Shields Carol L, Silva Ana Maria Velasco, Laiton Andrea, Kalafatis Nicholas E, Schiller Emily, Lally Sara E, Grant-Kels Jane M, Shields Jerry A
Ocular Oncology Service, Wills Eye Hospital, Thomas Jefferson University, Philadelphia, Pennsylvania, USA.
Ocular Oncology Service, Wills Eye Hospital, Thomas Jefferson University, Philadelphia, Pennsylvania, USA.
Clin Dermatol. 2024 Jan-Feb;42(1):46-55. doi: 10.1016/j.clindermatol.2023.10.010. Epub 2023 Oct 18.
Conjunctival melanoma is quite rare, estimated at approximately 0.5 incidence per 1 million persons per year. This malignancy arises from a pre-existing nevus (7%), primary acquired melanosis (74%), or de novo without pre-existing condition (19%) and develops most often in patients with Fitzpatrick skin types I (23%) and II (62%). At initial presentation, the tumor size is approximately 13 mm in cross-sectional diameter and has 3-mm thickness, involving the bulbar (97%), forniceal (30%), tarsal (28%), or caruncular (11%) regions, often with corneal (54%) and rarely with orbital (4%) involvement. According to the eighth edition of the American Joint Committee on Cancer (AJCC), the tumor is classified as T1 (63%), T2 (18%), T3 (20%), and T4 (0%). Outcomes depend on several factors including patient age, AJCC classification, orbital invasion, and type of initial surgery, whereas tumor origin and Fitzpatrick skin type do not appear to impact outcomes. Older patients (≥70 years of age) demonstrate larger tumors, greater recurrence, and greater vision loss. Analysis of 425 patients by AJCC classification (T1 versus T2 versus T3) revealed increasing T category with greater lymph node metastasis (3% versus 13% versus 25%; P < .001), tumor-related systemic metastasis (13% versus 45% versus 40%; P < .001), and tumor-related death (8% versus 22% versus 37%; P < .001). Data of patients with orbital invasion revealed significantly greater 10-year rates of exenteration (P < .001), distant metastasis (P = .0005), and death (P = .001). Studies have demonstrated biomarkers related to conjunctival melanoma include mutations in BRAF, NRAS, ATRX, and NF1. Future therapies might be directed against these mutations or with small-molecule inhibitors and/or immunotherapy. In summary, conjunctival melanoma is a rare but ominous malignancy, imparting moderate risk for lymph node and systemic metastasis as well as death, depending on tumor features and classification. The first surgery is highly important in prevention of tumor seeding, recurrence, and metastasis.

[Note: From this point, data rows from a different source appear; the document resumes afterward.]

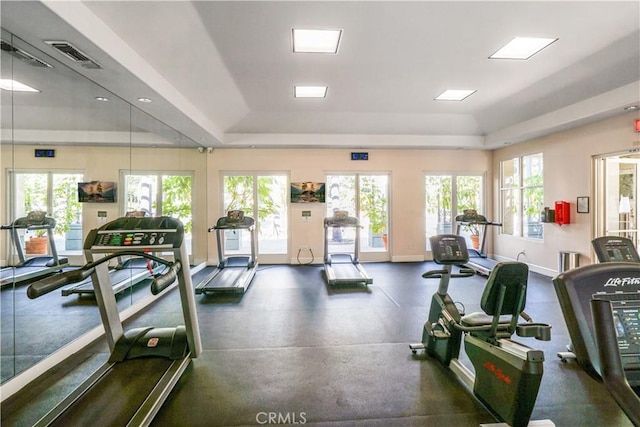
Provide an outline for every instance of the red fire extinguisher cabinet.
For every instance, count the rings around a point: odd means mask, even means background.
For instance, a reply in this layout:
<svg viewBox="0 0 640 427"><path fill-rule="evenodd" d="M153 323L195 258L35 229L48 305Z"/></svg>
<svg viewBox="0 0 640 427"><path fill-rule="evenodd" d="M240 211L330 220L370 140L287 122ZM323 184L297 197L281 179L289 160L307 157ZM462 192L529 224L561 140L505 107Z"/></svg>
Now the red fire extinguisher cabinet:
<svg viewBox="0 0 640 427"><path fill-rule="evenodd" d="M556 224L563 225L571 223L571 211L569 202L555 202Z"/></svg>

结膜黑色素瘤相当罕见,估计每年每100万人中约有0.5例发病。这种恶性肿瘤起源于先前存在的痣(7%)、原发性后天性黑变病(74%)或无先前病变的新发情况(19%),最常发生在皮肤菲茨帕特里克分型为I型(23%)和II型(62%)的患者中。初诊时,肿瘤的横截面直径约为13毫米,厚度为3毫米,累及球结膜(97%)、穹窿结膜(30%)、睑结膜(28%)或泪阜(11%)区域,常累及角膜(54%),很少累及眼眶(4%)。根据美国癌症联合委员会(AJCC)第八版,肿瘤分为T1(63%)、T2(18%)、T3(20%)和T4(0%)。预后取决于几个因素,包括患者年龄、AJCC分类、眼眶侵犯和初次手术类型,而肿瘤起源和菲茨帕特里克皮肤类型似乎不影响预后。老年患者(≥70岁)的肿瘤更大,复发率更高,视力丧失更严重。根据AJCC分类(T1与T2与T3)对425例患者进行分析,结果显示T分类越高,淋巴结转移率越高(3%对13%对25%;P <.001)、肿瘤相关的全身转移率越高(13%对45%对40%;P <.001)和肿瘤相关死亡率越高(8%对22%对37%;P <.001)。眼眶侵犯患者的数据显示,眼球摘除术的10年发生率(P <.001)、远处转移率(P =.0005)和死亡率(P =.001)显著更高。研究表明,与结膜黑色素瘤相关的生物标志物包括BRAF、NRAS、ATRX和NF1的突变。未来的治疗可能针对这些突变,或使用小分子抑制剂和/或免疫疗法。总之,结膜黑色素瘤是一种罕见但凶险的恶性肿瘤,根据肿瘤特征和分类,发生淋巴结和全身转移以及死亡的风险中等。首次手术对于预防肿瘤种植、复发和转移非常重要。